Asymmetric-Coordinated Indium Single Atoms for Highly Selective Photocatalytic CO₂ Reduction

Photocatalytic CO₂ reduction involves multiple proton-coupled and multi-electron transfers, leading to a plethora of reaction pathways and consequently unpredictable products. The unique electronic structure and unsaturated coordination environment of single-atom photocatalysts can influence the reaction pathways of CO₂ photoreduction, enhancing the yield of a target product. Herein, we rationally design the In single-atom photocatalyst (In-NTO) containing isolated In^δ+–N₃O₂ atomic interface sites for highly efficient and selective CO₂-to-CO photoreduction.
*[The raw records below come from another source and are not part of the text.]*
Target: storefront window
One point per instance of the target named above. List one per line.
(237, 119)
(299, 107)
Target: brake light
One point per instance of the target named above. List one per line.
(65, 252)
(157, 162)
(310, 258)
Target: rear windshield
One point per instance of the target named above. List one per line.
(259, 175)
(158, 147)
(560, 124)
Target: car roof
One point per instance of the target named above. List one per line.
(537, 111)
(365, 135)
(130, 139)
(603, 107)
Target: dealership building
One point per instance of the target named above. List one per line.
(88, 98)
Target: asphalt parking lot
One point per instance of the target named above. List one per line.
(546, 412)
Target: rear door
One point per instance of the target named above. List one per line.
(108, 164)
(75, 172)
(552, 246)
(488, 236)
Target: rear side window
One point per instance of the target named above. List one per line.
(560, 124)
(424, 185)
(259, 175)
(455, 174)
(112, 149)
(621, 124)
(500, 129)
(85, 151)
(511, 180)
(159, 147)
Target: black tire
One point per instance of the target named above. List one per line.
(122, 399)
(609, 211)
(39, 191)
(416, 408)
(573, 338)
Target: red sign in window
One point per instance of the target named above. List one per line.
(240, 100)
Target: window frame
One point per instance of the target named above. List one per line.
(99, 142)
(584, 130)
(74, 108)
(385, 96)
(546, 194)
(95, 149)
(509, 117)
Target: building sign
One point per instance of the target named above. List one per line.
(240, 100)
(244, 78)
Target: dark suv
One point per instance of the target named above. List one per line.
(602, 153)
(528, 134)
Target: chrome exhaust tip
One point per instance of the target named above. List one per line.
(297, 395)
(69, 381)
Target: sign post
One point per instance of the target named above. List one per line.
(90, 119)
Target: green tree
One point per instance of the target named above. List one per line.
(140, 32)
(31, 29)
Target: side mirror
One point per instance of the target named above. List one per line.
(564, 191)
This distinctive atomic configuration not only reduces the overall activation energy barrier but also transforms the key *CO desorption step from an endoergic to an exoergic one, thereby altering the reaction pathway to selectively produce CO rather than CH₄. Consequently, the 0.25 wt% In-NTO exhibits high selectivity (95.9%) for photocatalytic CO₂-to-CO conversion, with a rate of 6.34 µmol g⁻¹ h⁻¹. This work offers a novel strategy for modulating the reactivity and product selectivity of photocatalytic CO₂ reduction toward desired products by constructing single-atom sites with heteroatomic coordination.